Leber: A little bit about my fear of the C-word

Commitment can be a scary thing.

Take me, for example, because I'm obviously really, really interesting. (That was sarcasm right there. Hard to read tone in print, I know.)

I recently made a commitment to exercise more. In my case, "more" translates to "at all" -- unless typing and cooking can be counted as exercise.

But the things they say about your 30s -- your metabolism slowing down, and all that -- are true. The few times I've actually braved the scale in the last few months the numbers have been going up, and that makes me less than thrilled.

But I want to be healthy, blah blah blah; and if I'm being honest, I want to look good, too. I want to be fit and sexy, and I want my partner to get smug masculine satisfaction out of other men's jealousy.

So I have to exercise. The problem is, I hate exercising. It makes me sweaty and sore and out of breath. These are not pleasant feelings. I loathe the gym. It's too hot to be outside. And yoga's nice in theory, but I'm just not a namaste kind of girl.

But I made a commitment. I bought a DVD my cousin recommended (read: lovingly bullied me into getting), and I've promised myself I will do it three times weekly.

It's absolutely hideous. It involves three women in midriff tops saying awful, awful words such as "squat" and "lunge" and "press." The only good part is when it ends. All of you people who claim to love working out: I think you're insane. It's painful. I want to quit every single time.

But again, I made a commitment. And I wish I could honestly say that was enough to keep me going, but it's not. Left to my own devices, I'd stop after 10 minutes.
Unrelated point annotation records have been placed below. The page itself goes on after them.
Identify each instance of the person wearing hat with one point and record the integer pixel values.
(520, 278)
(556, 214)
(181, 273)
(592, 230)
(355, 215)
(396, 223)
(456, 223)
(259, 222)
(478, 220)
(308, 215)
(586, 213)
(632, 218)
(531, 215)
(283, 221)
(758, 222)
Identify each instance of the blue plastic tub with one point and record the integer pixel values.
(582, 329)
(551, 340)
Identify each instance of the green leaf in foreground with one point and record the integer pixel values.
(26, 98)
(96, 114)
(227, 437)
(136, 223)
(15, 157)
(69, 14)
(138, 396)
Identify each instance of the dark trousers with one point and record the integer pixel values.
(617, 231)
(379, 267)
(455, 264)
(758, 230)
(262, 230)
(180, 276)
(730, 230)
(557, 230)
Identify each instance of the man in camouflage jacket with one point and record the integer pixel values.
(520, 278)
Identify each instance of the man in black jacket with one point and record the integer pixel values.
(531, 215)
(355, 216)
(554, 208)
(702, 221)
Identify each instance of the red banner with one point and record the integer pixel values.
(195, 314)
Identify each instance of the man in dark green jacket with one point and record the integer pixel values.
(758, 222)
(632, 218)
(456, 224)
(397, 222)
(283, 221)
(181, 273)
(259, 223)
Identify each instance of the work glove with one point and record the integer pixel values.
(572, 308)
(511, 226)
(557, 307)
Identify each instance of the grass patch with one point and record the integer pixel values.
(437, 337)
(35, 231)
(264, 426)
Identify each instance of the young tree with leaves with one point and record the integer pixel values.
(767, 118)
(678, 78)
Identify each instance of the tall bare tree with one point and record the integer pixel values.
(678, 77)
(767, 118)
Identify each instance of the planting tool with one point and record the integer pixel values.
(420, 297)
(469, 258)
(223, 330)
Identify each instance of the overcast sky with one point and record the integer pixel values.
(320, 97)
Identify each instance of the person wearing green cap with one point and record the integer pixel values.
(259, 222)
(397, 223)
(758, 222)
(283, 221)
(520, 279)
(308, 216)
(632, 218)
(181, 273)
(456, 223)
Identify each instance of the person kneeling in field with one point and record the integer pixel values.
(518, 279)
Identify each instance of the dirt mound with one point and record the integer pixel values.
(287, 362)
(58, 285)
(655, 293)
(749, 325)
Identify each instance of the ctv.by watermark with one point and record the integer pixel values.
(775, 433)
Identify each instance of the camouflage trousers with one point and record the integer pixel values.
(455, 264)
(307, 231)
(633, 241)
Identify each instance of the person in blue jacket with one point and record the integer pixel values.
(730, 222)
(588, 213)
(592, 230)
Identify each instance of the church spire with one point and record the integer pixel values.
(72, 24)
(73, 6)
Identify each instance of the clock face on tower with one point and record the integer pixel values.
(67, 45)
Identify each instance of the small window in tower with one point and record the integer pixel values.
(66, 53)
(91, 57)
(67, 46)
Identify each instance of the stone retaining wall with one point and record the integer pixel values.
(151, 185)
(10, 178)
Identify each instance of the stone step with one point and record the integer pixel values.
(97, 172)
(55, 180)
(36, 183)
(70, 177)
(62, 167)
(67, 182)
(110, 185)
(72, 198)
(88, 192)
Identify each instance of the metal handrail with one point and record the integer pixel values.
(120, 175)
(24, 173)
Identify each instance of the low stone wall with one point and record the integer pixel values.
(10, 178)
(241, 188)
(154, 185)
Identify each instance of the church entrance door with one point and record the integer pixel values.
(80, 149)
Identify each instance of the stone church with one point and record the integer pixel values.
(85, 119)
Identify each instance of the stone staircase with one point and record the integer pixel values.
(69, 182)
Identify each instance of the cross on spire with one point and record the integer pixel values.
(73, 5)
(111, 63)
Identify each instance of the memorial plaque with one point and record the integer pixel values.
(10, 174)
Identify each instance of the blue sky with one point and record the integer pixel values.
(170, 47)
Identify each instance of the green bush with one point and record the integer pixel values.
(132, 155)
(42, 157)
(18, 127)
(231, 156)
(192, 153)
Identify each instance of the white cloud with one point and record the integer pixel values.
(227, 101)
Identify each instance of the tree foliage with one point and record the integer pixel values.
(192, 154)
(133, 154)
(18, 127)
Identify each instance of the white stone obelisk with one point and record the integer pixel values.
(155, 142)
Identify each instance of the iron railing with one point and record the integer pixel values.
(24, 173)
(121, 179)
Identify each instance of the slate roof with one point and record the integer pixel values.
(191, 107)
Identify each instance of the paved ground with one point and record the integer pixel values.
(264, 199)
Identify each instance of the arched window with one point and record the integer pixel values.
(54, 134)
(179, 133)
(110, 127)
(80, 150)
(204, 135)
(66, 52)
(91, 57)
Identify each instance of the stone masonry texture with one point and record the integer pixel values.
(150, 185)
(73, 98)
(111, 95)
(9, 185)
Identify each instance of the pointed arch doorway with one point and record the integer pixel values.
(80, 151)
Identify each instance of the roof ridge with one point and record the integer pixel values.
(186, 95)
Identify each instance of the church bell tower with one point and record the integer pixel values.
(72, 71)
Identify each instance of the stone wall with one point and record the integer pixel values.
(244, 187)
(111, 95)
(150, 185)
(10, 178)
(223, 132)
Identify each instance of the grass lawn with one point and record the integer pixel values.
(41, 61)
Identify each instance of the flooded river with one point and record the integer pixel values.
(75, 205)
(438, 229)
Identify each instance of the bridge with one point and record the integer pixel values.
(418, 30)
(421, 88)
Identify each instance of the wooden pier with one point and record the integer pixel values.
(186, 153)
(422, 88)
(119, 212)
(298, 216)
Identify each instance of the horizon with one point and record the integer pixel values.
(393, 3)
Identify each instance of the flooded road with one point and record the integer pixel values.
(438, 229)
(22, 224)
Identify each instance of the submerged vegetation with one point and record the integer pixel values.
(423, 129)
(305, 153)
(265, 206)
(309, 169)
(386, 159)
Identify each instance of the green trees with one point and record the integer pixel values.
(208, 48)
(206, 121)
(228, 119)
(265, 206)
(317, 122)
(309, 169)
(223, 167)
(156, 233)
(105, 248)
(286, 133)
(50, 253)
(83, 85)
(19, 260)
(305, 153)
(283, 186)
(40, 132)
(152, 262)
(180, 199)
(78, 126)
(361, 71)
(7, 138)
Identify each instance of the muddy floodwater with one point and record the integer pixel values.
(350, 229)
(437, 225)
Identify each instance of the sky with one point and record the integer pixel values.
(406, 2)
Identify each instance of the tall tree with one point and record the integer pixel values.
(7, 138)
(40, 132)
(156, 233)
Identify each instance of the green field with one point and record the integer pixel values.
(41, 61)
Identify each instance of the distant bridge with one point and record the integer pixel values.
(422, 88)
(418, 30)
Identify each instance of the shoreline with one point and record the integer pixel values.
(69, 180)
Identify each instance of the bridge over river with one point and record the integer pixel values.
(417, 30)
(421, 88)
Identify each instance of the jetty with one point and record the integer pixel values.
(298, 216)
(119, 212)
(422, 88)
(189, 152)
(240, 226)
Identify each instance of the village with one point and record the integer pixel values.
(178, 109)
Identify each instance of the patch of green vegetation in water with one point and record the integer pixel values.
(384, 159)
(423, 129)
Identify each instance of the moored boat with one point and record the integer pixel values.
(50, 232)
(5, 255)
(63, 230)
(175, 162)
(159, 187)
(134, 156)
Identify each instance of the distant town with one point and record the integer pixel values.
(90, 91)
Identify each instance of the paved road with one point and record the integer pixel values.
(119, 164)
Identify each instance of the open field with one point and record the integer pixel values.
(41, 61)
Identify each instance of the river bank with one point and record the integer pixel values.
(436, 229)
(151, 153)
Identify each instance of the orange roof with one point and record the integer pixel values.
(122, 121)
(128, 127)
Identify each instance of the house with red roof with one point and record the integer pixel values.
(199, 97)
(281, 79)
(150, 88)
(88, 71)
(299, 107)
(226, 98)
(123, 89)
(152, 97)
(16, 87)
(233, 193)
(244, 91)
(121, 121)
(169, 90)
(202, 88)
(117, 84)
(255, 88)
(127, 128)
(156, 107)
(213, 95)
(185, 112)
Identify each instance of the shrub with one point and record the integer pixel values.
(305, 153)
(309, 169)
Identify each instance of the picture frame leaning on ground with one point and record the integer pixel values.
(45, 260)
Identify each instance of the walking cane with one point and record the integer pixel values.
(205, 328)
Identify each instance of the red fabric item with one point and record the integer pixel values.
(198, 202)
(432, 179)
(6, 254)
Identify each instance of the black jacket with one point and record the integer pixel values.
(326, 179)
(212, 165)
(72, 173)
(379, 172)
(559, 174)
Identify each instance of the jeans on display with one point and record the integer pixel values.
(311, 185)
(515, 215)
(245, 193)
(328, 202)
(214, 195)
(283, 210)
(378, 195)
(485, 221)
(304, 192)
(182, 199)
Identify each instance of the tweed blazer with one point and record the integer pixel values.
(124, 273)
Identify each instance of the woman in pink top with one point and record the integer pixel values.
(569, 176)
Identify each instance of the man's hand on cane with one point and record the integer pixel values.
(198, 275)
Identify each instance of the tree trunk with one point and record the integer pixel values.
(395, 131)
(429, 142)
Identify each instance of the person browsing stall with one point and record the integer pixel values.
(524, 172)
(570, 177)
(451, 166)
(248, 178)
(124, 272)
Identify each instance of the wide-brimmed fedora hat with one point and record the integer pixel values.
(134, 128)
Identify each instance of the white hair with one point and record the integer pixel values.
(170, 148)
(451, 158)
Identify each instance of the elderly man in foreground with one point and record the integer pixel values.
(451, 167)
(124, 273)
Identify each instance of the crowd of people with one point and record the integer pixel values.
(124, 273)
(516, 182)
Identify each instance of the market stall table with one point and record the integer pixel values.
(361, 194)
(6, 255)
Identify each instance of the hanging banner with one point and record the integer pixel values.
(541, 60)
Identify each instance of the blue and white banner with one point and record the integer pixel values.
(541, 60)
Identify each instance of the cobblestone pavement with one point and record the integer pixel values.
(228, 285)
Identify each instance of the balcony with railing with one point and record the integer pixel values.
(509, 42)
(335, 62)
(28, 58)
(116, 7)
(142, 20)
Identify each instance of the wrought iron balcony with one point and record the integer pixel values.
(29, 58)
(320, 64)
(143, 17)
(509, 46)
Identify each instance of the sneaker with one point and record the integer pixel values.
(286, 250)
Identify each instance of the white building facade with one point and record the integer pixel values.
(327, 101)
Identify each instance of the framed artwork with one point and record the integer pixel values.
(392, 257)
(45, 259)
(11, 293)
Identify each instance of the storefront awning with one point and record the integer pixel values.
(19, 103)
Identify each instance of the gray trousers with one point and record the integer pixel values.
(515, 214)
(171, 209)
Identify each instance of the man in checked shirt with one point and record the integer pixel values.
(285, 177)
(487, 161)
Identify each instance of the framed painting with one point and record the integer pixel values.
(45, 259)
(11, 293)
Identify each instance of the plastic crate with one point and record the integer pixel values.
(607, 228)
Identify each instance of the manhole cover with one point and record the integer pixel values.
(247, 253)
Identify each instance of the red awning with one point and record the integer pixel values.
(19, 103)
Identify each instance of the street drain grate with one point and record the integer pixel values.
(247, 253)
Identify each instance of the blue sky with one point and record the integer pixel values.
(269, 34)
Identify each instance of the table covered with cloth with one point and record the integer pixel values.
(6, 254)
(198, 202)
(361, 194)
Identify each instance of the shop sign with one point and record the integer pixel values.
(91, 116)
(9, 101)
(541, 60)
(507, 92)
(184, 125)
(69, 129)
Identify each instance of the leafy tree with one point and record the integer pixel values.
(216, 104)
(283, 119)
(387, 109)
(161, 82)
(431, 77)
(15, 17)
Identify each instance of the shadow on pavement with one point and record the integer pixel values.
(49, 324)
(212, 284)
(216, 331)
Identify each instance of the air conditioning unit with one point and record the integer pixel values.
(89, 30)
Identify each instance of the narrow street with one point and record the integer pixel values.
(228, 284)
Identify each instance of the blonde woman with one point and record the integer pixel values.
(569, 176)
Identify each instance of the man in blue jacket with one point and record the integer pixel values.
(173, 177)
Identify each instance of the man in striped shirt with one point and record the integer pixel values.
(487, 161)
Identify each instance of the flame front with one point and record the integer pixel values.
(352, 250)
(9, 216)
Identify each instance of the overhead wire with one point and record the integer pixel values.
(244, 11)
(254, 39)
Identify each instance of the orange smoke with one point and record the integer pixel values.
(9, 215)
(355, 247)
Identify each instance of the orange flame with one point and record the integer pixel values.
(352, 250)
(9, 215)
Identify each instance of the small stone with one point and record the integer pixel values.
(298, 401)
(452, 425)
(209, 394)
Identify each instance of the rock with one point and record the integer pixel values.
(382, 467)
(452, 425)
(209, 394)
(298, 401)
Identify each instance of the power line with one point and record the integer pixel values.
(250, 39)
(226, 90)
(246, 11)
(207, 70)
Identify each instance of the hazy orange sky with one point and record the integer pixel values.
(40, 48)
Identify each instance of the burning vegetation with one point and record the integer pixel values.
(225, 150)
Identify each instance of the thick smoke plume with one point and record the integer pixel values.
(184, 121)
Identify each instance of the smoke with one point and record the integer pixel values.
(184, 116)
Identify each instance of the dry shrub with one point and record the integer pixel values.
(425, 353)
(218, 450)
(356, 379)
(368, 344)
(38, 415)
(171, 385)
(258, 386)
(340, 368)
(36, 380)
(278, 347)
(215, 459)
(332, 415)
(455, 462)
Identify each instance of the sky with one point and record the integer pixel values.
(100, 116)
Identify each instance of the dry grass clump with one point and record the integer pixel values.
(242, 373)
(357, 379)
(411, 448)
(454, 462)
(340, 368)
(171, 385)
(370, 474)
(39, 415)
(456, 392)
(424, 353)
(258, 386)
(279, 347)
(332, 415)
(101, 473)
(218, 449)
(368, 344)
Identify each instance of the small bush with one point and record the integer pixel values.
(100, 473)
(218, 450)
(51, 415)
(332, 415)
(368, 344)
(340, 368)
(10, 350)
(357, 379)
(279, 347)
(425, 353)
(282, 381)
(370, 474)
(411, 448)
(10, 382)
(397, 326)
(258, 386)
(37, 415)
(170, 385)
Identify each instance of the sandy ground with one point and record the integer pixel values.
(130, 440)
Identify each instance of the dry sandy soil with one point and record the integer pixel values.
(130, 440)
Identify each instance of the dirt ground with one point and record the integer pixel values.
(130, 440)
But he-who-has-made-a-commitment-to-me keeps me going. He doesn't let me quit, despite my incessant whining and hurling of obscenities at the screen. I don't always appreciate it in the moment, but he will kick my out-of-shape derriere into action. And if I need him to, Joe will pick up my two-pound, pink, girly hand weights and do horrid, evil things called reverse lunges alongside me.

He's pretty great about encouraging me and believing in me. I'm no commitment-phobe, but one thing I'm not brave about is making commitments to do things for myself; whether it's to exercise more, or to actually take on a new venture like writing a book or learning to rock climb or crochet. He has the same problem sometimes. It often seems easier to believe in each other than it is to believe in ourselves.

A fear of commitment is most often thought of as a fear of committing to another person. But just as crippling can be the fear of committing to oneself, to actually putting an effort into doing something you really want to do, even if it isn't easy. What's the saying, nothing worthwhile is ever easy?

Over the years, Joe and I have developed a loving and supportive partnership. There were many, many times when it wasn't easy. It has always been worthwhile, though. His commitment is not just to us, as a couple, but to me, as an individual. He encourages (and yes, also sometimes lovingly bullies) me to do things I don't always believe I can do.

Like write a book. Or learn to crochet. Or do horrid, evil reverse lunges.